Browsed by
Category: Applied Math

Stochastic Reliability of a Server under a Random Workload

Stochastic Reliability of a Server under a Random Workload

For the full paper, which includes all proofs, click here if you dare.


Editor’s note: This paper is the first chapter from a PhD thesis published in 2016 by Rachel Traylor. We generalize a 2011 model from Cha and Lee that gave a closed form for the survival function of a server under a random workload, and with random service times. In this work, the constant stress assumption of Cha and Lee is relaxed and allowed to be random; that is, every request to the server brings a random stress or workload to the server for the duration of its stay until completion. The efficiency measure of a random stress server is defined as the long run average number of jobs completed per unit time, and provides a way to measure server performance.

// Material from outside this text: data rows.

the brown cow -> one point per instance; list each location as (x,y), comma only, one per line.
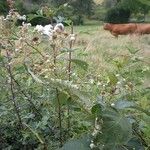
(121,29)
(143,29)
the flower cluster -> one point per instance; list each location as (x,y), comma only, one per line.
(49,30)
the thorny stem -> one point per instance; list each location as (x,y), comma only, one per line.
(28,99)
(69,77)
(57,94)
(12,91)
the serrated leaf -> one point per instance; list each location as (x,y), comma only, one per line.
(96,109)
(82,64)
(82,143)
(121,104)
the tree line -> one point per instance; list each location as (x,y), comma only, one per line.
(115,11)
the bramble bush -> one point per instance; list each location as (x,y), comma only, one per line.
(50,101)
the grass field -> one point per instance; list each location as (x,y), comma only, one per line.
(102,47)
(71,84)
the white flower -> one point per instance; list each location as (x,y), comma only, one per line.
(72,37)
(92,145)
(117,75)
(59,28)
(22,17)
(91,81)
(112,105)
(39,28)
(48,27)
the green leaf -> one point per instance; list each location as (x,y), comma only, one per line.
(80,63)
(121,104)
(132,50)
(116,129)
(63,98)
(135,144)
(82,143)
(112,78)
(96,109)
(146,2)
(34,76)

There are many types of systems which can be dubbed servers, such as a retail checkout counter, a shipping company, a web server, or a customer service hotline. All of these systems have common general behavior. Requests or customers arrive via a stochastic process, the service times vary randomly, and each request stresses the server if only temporarily. A general stochastic model that describes the reliability of such a server can provide the necessary information for optimal resource allocation and efficient task scheduling, leading to significant cost savings for businesses and improved performance metrics [6]. Such topics have been studied in literature for several decades [1, 2, 3, 20].

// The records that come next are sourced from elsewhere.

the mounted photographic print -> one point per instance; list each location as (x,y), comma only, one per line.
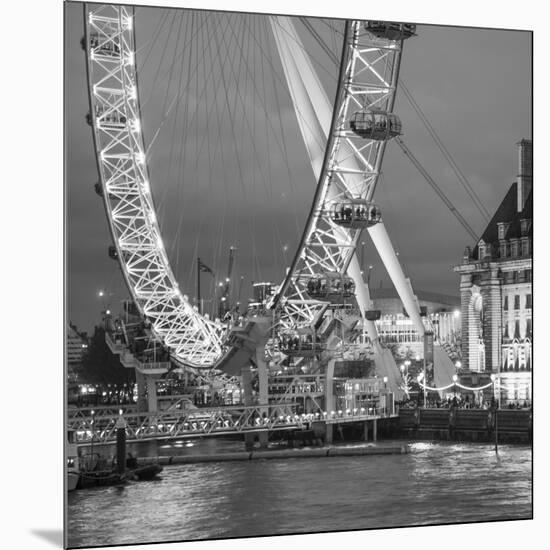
(299,274)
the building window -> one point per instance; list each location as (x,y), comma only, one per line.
(481,251)
(525,248)
(502,229)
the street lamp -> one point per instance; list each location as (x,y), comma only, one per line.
(92,444)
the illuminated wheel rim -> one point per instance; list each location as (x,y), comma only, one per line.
(368,73)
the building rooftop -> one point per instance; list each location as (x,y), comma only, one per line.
(507,213)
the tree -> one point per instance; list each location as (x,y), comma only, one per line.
(101,366)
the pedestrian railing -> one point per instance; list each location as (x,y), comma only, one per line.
(101,427)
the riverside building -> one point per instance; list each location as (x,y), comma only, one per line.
(496,293)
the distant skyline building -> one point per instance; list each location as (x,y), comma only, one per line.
(496,290)
(77,346)
(397,329)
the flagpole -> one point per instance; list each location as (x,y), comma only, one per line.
(199,284)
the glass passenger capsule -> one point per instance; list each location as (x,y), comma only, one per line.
(104,47)
(377,125)
(330,286)
(372,314)
(110,118)
(355,213)
(113,252)
(391,30)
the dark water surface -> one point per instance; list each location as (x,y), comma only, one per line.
(435,483)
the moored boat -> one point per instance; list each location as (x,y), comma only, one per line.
(73,466)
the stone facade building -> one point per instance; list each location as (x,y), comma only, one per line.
(496,292)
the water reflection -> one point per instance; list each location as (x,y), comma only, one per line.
(435,483)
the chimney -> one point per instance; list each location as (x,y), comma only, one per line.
(525,174)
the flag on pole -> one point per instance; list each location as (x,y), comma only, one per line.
(204,268)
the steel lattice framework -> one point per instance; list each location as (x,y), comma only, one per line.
(116,121)
(350,169)
(368,80)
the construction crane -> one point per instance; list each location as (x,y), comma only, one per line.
(225,306)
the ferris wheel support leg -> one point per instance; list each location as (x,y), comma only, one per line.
(329,399)
(403,286)
(152,401)
(263,395)
(142,391)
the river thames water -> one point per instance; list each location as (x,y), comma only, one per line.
(436,483)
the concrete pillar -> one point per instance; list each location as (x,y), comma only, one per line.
(263,389)
(263,378)
(329,433)
(142,393)
(248,441)
(246,386)
(465,298)
(246,389)
(263,438)
(492,320)
(329,392)
(152,403)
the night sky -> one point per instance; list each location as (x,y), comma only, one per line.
(235,185)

Much attention was devoted to reliability principles that model software failures and bug fixes, starting with Jelinski and Moranda in 1972 [11]. The hazard function under this model shows the time between the i-th failure and the (+ 1)st failure. Littlewood (1980) [16] extended this initial reliability model for software by assuming differences in error size [12].

These models have been extended into software testing applications [4, 5, 19] and optimal software release times [7, 8, 17, 22]. The explosion of e-commerce and the resulting increase in internet traffic have led to the development of reliability models for Web applications. Heavy traffic can overload and crash a server; thus, various control policies for refreshing content and admission of page requests were created [10, 13, 15, 18, 23].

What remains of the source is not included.